Jon P took my comment on negative correlation and explored it furtherGiven the large ranges of values cited in the original Economist chart, Jon concluded that there wasn't enough evidence to make a judgement.

I agree to a large extent.  Apart from the high variability of individual measurements, we also face the tiny sample of 5 cities.
In his chart, he made an implicit assumption that the correlation of two factors is related to the product of the ranges (variability) of each factor by plotting the rectangles.

A different way of looking at it is to plot only the mid-range values (i.e. ignoring the within-city variability).  The graph on the left hand side shows very little pattern.

Resorting to the formula, I found that the correlation = -0.03.  So barely detectable negative correlation.  Lets visualize this.

On the right graph, I added the mean lines for both variables.  This divides the graph into four quadrants; dots that fall into the lower right and upper left quadrants make the correlation value negative.  There were three of those versus two in the positive quadrants; hence, the tiny negative correlation.

You can follow this conversation by subscribing to the comment feed for this post.

-0.03? So R-squared is much less than 1%. Pretty tenuous. Also, you have three points in favor of a downward slope and two in favor of upwards, but one of those downward points would be touching the quadrant divider if the marker were a little larger.

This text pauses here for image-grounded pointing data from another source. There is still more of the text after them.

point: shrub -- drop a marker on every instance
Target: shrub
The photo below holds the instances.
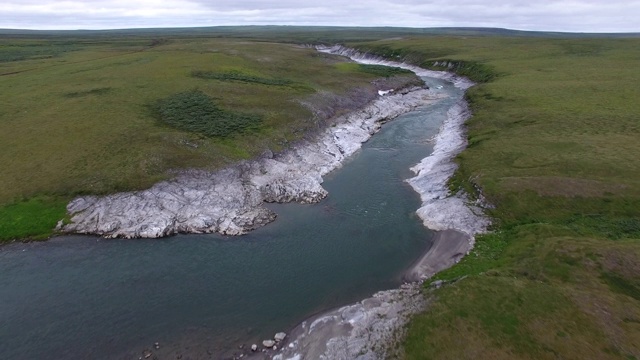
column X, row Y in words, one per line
column 195, row 111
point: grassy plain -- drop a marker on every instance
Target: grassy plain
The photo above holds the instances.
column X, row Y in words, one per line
column 78, row 114
column 554, row 145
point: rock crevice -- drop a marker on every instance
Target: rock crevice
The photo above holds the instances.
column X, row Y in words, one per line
column 231, row 201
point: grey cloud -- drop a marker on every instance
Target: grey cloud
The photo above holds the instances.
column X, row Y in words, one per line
column 575, row 15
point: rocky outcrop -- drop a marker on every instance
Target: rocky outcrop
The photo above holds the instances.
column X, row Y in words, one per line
column 230, row 201
column 440, row 209
column 371, row 328
column 364, row 330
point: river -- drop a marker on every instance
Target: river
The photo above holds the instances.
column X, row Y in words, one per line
column 200, row 296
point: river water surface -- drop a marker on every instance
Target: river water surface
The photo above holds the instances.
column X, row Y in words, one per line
column 200, row 296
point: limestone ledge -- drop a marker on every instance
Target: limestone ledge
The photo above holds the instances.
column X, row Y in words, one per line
column 231, row 201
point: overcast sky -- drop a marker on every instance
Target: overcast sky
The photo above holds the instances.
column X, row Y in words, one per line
column 572, row 15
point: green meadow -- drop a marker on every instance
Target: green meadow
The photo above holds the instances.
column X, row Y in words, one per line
column 97, row 114
column 554, row 146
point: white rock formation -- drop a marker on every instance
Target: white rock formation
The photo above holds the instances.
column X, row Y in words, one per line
column 230, row 201
column 369, row 329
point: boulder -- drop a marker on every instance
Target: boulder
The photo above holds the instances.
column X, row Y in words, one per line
column 280, row 336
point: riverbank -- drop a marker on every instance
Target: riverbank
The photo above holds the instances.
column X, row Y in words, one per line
column 373, row 328
column 231, row 201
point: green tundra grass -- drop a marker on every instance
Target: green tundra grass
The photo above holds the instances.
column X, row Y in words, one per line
column 554, row 145
column 94, row 114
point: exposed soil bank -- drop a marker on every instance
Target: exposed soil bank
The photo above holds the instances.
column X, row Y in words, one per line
column 371, row 328
column 231, row 201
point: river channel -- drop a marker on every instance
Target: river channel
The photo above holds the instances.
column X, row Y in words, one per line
column 201, row 296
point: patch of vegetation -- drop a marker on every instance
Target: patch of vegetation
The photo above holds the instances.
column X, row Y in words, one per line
column 621, row 285
column 553, row 146
column 195, row 111
column 96, row 91
column 240, row 77
column 35, row 50
column 31, row 219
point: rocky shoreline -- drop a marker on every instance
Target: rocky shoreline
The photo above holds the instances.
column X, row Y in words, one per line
column 231, row 201
column 371, row 328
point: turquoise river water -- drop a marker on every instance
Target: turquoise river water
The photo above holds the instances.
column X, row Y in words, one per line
column 200, row 296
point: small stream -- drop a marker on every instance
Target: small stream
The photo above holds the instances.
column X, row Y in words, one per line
column 200, row 296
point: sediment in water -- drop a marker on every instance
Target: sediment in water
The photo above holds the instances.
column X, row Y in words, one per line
column 371, row 328
column 231, row 201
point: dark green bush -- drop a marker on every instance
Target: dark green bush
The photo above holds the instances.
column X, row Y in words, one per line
column 195, row 111
column 240, row 77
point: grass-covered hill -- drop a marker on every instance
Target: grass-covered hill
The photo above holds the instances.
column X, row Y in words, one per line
column 554, row 145
column 93, row 113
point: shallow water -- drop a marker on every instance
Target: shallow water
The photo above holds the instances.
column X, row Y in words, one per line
column 78, row 297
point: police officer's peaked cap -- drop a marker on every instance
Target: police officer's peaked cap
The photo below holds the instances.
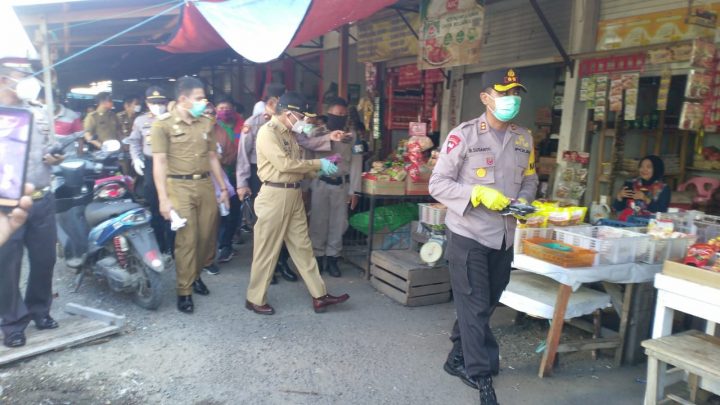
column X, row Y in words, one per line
column 502, row 80
column 155, row 94
column 293, row 101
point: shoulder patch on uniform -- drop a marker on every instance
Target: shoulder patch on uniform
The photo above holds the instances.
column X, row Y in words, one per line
column 452, row 143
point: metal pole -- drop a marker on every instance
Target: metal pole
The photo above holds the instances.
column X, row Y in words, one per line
column 47, row 77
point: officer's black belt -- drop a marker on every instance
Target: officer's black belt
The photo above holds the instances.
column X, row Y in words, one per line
column 282, row 185
column 189, row 176
column 335, row 181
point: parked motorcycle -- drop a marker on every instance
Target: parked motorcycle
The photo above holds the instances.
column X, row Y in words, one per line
column 103, row 233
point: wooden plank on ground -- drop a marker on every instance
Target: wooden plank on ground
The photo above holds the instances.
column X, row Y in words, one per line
column 595, row 344
column 73, row 331
column 389, row 290
column 389, row 278
column 429, row 289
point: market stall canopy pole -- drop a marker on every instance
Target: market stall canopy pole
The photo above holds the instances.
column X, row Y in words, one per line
column 569, row 63
column 261, row 30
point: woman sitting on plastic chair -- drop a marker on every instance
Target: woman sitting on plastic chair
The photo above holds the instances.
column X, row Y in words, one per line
column 646, row 194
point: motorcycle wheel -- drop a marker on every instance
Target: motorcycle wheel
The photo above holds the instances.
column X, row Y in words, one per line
column 150, row 290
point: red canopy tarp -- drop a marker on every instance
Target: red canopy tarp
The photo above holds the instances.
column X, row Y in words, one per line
column 195, row 34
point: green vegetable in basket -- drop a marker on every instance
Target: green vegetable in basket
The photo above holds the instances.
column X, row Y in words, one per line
column 557, row 246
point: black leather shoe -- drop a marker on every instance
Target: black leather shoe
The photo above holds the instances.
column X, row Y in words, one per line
column 46, row 322
column 200, row 288
column 286, row 272
column 15, row 339
column 487, row 392
column 321, row 263
column 332, row 266
column 455, row 366
column 185, row 304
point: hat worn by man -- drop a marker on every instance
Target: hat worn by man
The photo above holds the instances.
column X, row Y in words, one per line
column 502, row 80
column 156, row 95
column 293, row 101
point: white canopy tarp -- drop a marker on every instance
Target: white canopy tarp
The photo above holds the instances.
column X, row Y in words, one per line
column 15, row 44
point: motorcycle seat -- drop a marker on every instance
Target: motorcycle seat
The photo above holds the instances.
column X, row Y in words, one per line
column 97, row 212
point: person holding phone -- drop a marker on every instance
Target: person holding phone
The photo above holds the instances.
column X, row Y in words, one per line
column 38, row 235
column 647, row 193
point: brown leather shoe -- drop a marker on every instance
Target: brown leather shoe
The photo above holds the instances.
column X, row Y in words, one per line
column 320, row 304
column 259, row 309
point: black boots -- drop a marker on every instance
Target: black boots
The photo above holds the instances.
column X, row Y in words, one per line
column 332, row 266
column 455, row 366
column 487, row 392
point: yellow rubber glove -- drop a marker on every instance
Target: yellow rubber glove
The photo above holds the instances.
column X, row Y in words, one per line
column 489, row 197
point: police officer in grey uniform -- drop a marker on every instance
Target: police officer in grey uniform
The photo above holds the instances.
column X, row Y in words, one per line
column 483, row 164
column 141, row 154
column 331, row 195
column 39, row 234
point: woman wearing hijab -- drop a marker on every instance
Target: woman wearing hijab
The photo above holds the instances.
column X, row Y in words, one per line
column 646, row 194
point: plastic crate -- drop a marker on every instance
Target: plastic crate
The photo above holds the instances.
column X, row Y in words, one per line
column 660, row 250
column 432, row 214
column 613, row 245
column 577, row 257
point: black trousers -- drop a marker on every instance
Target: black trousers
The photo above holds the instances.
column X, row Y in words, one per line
column 165, row 237
column 478, row 275
column 39, row 236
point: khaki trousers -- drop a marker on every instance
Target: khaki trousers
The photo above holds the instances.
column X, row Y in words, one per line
column 195, row 201
column 328, row 217
column 281, row 218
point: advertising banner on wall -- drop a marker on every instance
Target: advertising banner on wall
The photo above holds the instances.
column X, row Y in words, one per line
column 451, row 33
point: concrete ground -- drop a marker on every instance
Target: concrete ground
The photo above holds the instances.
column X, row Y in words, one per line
column 370, row 350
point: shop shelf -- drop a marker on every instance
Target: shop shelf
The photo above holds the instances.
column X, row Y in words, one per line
column 576, row 257
column 660, row 250
column 613, row 245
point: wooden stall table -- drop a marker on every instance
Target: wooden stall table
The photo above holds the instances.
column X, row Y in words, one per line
column 571, row 279
column 702, row 301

You could almost draw a circle connecting all the points.

We really need more cities, and more paired measurements, to say anything meaningful about the relationship.

I took the analysis sideways, and replotted my chart based on the assumption that there was some correlation (essentially plotting the diagonals of my boxes, rather than the centroids Kaiser plotted):

http://peltiertech.com/Excel/Commentary/HorridStuff.html

Why not? It's snowing and sleeting here (central Massachusetts), school is canceled and nobody's going anywhere, and it takes only two seconds to copy a sheet and delete a few rows.

Food for thought.

My monkey brain insists on seeing a pattern to the rise and fall, either two straight lines or a parabola. But with only five points of dubious accuracy, there's probably nothing really there.

I think we can all agree on the conclusion that five samples are not enough to make reliable inference.

My graph was intended to illustrate a neat way to visualize the concept of correlation. Nothing more than that!

I'm not having a go at anybody. I'm sorry if you feel like you're being piled on.

Derek, don't worry. I wrote that comment just to make sure that the point of the posting was not lost.

The comments to this entry are closed.